Je suis nouveau sur le forum et il se peut que cette question ai déjà été posée ou qu'elle ne soit pas à sa bonne place. Si c'est le cas, j'en suis désolé. 

Bref, je voulais déjà tous vous remercier car si je poste ce message pour la première fois, c'est loin d'être ma première visite sur ce forum. Mais là, je sèche. 

J'ai installé W7 via Boot Camp. Jusque là, pas de soucis. 

Utilisant mon macbook pro de manière professionnel (sur OSX), j'ai remarqué, depuis l'installation de W7, une surchauffe de l'appareil quelque soit la partition utilisée. 
Ayant installé W7 uniquement pour quelque vieux jeux (Age of Empire, RCT3 notamment), j'ai choisis de supprimer la partition pensant arrêter les surchauffes comme je l'avait déjà fait dans le passé (et ça avait marché). 
Aujourd'hui, après la suppression de la partition W7, cela ne fonctionne pas. L'ordi surchauffe en permanence sur OSX. 

Des idées ?


----------



## macomaniac (18 Mai 2017)

Salut *rliegeoi
*
Tu dois avoir les ventilateurs qui turbinent > pour refroidir le processeur. Si le processeur surchauffe quant à lui > ça doit être parce qu'un (ou plusieurs) processus en consomment un % exagéré.

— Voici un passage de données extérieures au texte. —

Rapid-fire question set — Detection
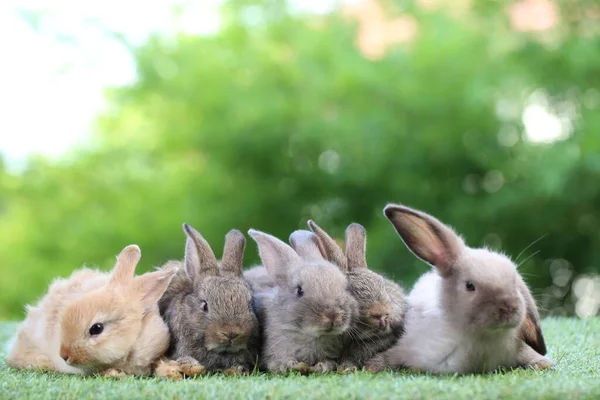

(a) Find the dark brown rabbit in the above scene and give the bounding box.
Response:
[308,221,408,370]
[159,224,260,376]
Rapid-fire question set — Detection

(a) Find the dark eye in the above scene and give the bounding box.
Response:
[90,323,104,336]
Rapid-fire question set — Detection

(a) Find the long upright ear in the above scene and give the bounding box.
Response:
[133,267,178,309]
[183,224,219,281]
[290,230,325,260]
[346,223,367,271]
[383,204,465,276]
[308,220,348,271]
[248,229,302,281]
[108,244,142,286]
[517,276,546,355]
[220,229,246,276]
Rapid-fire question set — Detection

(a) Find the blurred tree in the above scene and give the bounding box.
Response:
[0,1,600,317]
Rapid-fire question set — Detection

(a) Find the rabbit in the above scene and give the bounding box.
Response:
[368,204,553,374]
[308,221,408,372]
[7,245,177,377]
[246,229,357,373]
[158,224,260,376]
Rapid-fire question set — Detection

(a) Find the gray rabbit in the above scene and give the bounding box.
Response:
[245,230,357,373]
[308,221,408,371]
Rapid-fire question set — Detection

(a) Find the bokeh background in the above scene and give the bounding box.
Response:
[0,0,600,319]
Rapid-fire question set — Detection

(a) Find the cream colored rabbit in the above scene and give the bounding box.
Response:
[7,245,177,376]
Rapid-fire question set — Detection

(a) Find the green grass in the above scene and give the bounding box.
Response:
[0,318,600,400]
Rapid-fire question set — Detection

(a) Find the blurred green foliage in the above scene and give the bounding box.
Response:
[0,1,600,318]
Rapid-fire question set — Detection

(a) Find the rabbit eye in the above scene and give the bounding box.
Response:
[90,323,104,336]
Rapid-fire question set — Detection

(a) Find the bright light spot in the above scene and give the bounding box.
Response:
[481,170,504,193]
[319,150,340,174]
[523,104,569,143]
[573,275,600,318]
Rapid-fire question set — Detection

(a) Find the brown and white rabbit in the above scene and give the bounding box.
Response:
[157,224,260,378]
[7,245,177,376]
[369,204,552,373]
[308,221,408,370]
[246,229,357,373]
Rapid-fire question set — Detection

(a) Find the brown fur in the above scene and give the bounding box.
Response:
[159,224,260,375]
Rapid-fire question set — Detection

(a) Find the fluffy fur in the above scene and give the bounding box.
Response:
[7,245,177,376]
[308,221,408,369]
[246,230,357,372]
[369,205,552,373]
[159,225,260,376]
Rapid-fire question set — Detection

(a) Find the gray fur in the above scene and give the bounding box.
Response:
[308,221,408,368]
[159,224,260,372]
[246,230,357,372]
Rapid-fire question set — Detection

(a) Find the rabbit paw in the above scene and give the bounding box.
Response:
[223,365,250,376]
[101,368,127,379]
[177,356,207,377]
[310,361,335,374]
[337,361,358,374]
[154,359,183,381]
[365,355,386,374]
[529,357,554,370]
[288,361,310,375]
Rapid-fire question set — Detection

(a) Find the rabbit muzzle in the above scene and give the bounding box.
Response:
[206,327,248,353]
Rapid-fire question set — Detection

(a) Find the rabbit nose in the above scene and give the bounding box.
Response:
[223,331,240,341]
[371,313,390,325]
[498,301,517,317]
[60,344,71,361]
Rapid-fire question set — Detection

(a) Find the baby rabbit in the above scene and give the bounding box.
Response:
[308,221,408,371]
[7,245,177,376]
[369,204,552,373]
[157,224,260,378]
[246,229,357,373]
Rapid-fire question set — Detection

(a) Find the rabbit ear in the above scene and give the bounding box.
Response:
[517,276,546,355]
[290,230,325,260]
[308,220,348,271]
[346,223,367,271]
[220,229,246,276]
[183,224,219,281]
[133,267,178,309]
[108,244,142,286]
[248,229,302,280]
[383,204,465,276]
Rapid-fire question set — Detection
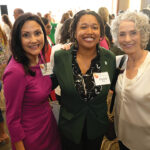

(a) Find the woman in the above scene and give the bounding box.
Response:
[54,10,116,150]
[3,13,61,150]
[55,12,70,44]
[111,11,150,150]
[2,14,12,40]
[98,7,113,48]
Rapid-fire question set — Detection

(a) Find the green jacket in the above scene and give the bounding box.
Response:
[54,47,116,143]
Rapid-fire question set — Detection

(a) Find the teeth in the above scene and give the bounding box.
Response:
[85,38,94,41]
[30,45,38,49]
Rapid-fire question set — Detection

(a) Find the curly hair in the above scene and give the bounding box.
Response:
[10,13,48,76]
[111,11,150,49]
[98,7,109,24]
[70,10,105,47]
[60,18,72,44]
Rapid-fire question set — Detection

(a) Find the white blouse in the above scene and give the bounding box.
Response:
[115,52,150,150]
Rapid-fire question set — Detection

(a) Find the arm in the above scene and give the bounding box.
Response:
[3,67,26,145]
[15,141,25,150]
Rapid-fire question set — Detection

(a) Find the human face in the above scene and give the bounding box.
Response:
[75,15,100,49]
[21,21,44,62]
[118,21,141,54]
[45,22,51,35]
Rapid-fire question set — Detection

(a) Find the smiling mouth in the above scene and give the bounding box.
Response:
[84,37,94,42]
[29,44,40,50]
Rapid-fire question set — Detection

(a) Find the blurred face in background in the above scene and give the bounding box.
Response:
[45,22,52,35]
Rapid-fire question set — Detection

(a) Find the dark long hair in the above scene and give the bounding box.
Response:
[10,13,48,76]
[70,10,105,47]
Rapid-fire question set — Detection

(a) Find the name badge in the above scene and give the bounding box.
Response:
[93,72,110,86]
[40,63,51,76]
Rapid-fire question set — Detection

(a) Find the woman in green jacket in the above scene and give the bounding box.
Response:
[54,10,116,150]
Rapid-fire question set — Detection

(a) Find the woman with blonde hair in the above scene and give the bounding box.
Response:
[111,11,150,150]
[98,7,112,47]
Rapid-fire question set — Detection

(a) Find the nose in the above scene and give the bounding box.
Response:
[87,27,93,34]
[125,34,131,42]
[30,35,37,43]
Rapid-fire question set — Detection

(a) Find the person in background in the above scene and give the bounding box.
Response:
[0,81,9,143]
[2,14,12,41]
[55,12,70,44]
[3,13,61,150]
[44,13,57,45]
[0,25,9,81]
[54,10,116,150]
[41,17,56,100]
[98,7,113,48]
[141,9,150,51]
[41,17,53,62]
[14,8,24,20]
[50,18,72,103]
[111,11,150,150]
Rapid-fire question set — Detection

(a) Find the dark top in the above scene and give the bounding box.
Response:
[72,50,102,101]
[54,47,116,143]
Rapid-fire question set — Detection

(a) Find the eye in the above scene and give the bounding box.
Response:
[35,31,42,36]
[119,32,125,37]
[22,32,30,38]
[80,25,87,29]
[92,25,98,30]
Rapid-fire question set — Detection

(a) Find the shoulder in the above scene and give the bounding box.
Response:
[99,47,115,59]
[3,57,25,79]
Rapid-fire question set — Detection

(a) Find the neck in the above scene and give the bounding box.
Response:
[30,57,39,66]
[127,50,148,68]
[77,48,97,58]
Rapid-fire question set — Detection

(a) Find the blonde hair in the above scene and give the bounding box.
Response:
[111,11,150,49]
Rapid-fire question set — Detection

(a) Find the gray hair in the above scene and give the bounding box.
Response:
[111,11,150,49]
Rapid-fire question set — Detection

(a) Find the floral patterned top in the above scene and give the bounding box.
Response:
[72,50,102,101]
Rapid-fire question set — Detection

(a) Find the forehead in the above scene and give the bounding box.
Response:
[119,20,136,32]
[21,20,41,31]
[78,14,99,24]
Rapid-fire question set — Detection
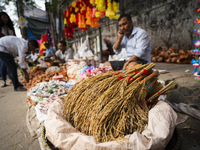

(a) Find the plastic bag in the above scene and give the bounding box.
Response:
[76,35,94,58]
[108,48,126,61]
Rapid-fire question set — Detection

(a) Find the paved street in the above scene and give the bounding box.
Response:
[0,85,40,150]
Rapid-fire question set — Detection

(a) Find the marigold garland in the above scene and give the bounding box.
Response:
[64,0,120,38]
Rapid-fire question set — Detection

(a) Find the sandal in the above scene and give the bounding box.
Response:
[1,81,7,87]
[15,86,27,91]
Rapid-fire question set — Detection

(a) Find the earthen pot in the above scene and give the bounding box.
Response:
[155,46,163,56]
[178,49,184,56]
[169,47,176,53]
[151,57,156,62]
[184,50,191,59]
[157,56,164,62]
[171,57,177,63]
[169,53,178,57]
[165,58,171,63]
[176,59,181,64]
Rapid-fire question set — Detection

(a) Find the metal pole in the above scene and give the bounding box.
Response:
[99,27,103,61]
[119,0,125,14]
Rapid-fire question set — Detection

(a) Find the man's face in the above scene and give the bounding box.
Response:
[58,43,66,51]
[44,44,50,49]
[118,17,133,34]
[1,15,8,24]
[28,43,36,51]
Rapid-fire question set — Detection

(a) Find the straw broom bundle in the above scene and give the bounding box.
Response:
[63,63,175,142]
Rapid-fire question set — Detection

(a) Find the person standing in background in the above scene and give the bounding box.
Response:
[44,41,74,62]
[0,12,16,87]
[44,42,55,56]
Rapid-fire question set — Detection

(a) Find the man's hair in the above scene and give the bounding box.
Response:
[0,11,14,30]
[118,14,132,22]
[44,42,50,45]
[59,41,67,46]
[28,40,39,48]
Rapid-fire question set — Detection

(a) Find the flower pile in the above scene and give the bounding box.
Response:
[191,0,200,81]
[64,0,120,38]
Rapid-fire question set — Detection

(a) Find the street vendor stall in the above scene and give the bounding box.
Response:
[23,0,177,150]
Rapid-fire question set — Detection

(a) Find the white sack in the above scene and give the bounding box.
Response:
[44,100,177,150]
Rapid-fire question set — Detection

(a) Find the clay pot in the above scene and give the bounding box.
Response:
[178,49,184,56]
[176,59,181,64]
[184,50,191,59]
[169,53,178,57]
[179,55,187,64]
[160,51,166,59]
[171,57,177,63]
[169,47,176,53]
[157,57,164,62]
[155,46,163,55]
[165,58,171,63]
[151,57,156,62]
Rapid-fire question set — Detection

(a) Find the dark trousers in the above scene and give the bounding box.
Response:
[0,59,11,81]
[0,52,22,89]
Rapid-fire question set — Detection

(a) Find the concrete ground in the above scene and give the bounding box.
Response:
[0,63,200,150]
[0,81,40,150]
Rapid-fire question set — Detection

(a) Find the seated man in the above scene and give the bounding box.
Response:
[105,14,151,70]
[44,42,55,56]
[44,41,73,62]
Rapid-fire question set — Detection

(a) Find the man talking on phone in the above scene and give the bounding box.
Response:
[105,14,151,70]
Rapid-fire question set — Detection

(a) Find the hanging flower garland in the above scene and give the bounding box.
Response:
[191,0,200,81]
[64,0,120,38]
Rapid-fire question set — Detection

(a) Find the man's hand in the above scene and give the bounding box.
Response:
[122,61,129,70]
[22,69,29,83]
[24,73,29,83]
[117,30,124,39]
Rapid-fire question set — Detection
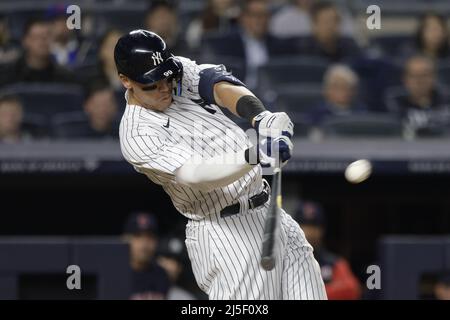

Pour connaître quel(s) processus > va à : _Applications_ > _Utilitaires_ > lance le «Moniteur d'activité» > menu : *Processeur* > onglet : *% processeur*. S'il y a un processus qui consomme exagérement de processeur > cela devrait te sauter aux yeux en principe.


----------



## Deleted member 1099514 (18 Mai 2017)

Salut 

En complément de ce qu'indique Maco , s'il s'agit d'un Macbook, tu peux l'ouvrir voir si les ventilos ne sont pas envahis de poussière.
Sinon tu télécharges Etrecheck et tu donnes le rapports entre balises Code :


----------



## rliegeoi (20 Mai 2017)

Je vais donc aujourd'hui me mettre au boulot pour voir d'où pourrais provenir le soucis. Je vous tiens au courant. Quoi qu'il en soit, merci de vos réponses.


----------